Lets pick this pipeline apart. First notice the two when instructions. The pyff.builtins:when pipe is used to conditionally execute a set of instructions. There is essentially only one type of condition. When processing a pipeline pyFF keeps a state variable (a dict-like object) which changes as the instructions are processed. When the pipeline is launched the state is initialized with a a set of key-value pairs used to control execution of the pipeline.

There are a few pre-defined states, in this case we’re dealing with two: the execution mode update or request (we’ll get to that one later) or the accept state used to implement content negotiation in the pyFF wsgi app. In fact there are two ways to express a condition for when: with one parameter in which case the condition evaluates to True iff the parameter is present as a key in the state object, or with two parameters in which case the condition evaluates to True iff the parameter is present and has the prescribed value.

Looking at our example the first when clause evaluates to True when update is present in state. This happens when pyFF is in an update loop. The other when clause gets triggered when request is present in state which happens when pyFF is processing an incoming HTTP request.

There ‘update’ state name is only slightly “magical” - you could call it “foo” if you like. The way to trigger any branch like this is to POST to the /api/call/{state} endpoint (eg using cURL) like so:

# curl -XPOST -s http://localhost:8080/api/call/update

This will trigger the update state (or foo if you like). You can have any number of entry-points like this in your pipeline and trigger them from external processes using the API. The result of the pipeline is returned to the caller (which means it is probably a good idea to use the -t option to gunicorn to increase the worker timeout a bit).

The request state is triggered when pyFF gets an incoming request on any of the URI contexts other than /api and /.well-known/webfinger, eg the main MDQ context /entities. This is typically where you do most of the work in a pyFF MDQ server.

The example above uses the select pipe (pyff.builtins.select()) to setup an active document. When in request mode pyFF provides parameters for the request call by parsing the query parameters and URI path of the request according to the MDQ specification. Therefore the call to select in the pipeline above, while it may appear to have no parameters, is actually “fed” from the request processing of pyFF.

The subsequent calls to when implements content negotiation to provide a discojuice and XML version of the metadata depending on what the caller is asking for. This is key to using pyFF as a backend to the thiss.io discovery service for instance.
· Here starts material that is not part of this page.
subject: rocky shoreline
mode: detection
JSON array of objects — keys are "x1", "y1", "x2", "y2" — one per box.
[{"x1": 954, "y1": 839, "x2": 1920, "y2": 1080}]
The rest of the XML “branch” of the pipeline should be pretty easy to understand. First we use the pyff.builtins.first() pipe to ensure that we only return a single EntityDescriptor if our select match a single object. Next we set cacheDuration and validUntil parameters and sign the XML before returning it.

The rest of the JSON “branch” of the pipeline is even simpler: transform the XML in the active document to discojson format and return with the correct Content-Type.

The structure of a pipeline

Pipeline files are yaml documents representing a list of processing steps:

- step1
- step2
- step3

Each step represents a processing instruction. pyFF has a library of built-in instructions to choose from that include fetching local and remote metadata, xslt transforms, signing, validation and various forms of output and statistics.

Processing steps are called pipes. A pipe can have arguments and options:

- step [option]*:
    - argument1
    - argument2
    ...

- step [option]*:
    key1: value1
    key2: value2
    ...

Typically options are used to modify the behaviour of the pipe itself (think macros), while arguments provide runtime data to operate on. Documentation for each pipe is in the pyff.builtins Module. Also take a look at the Examples.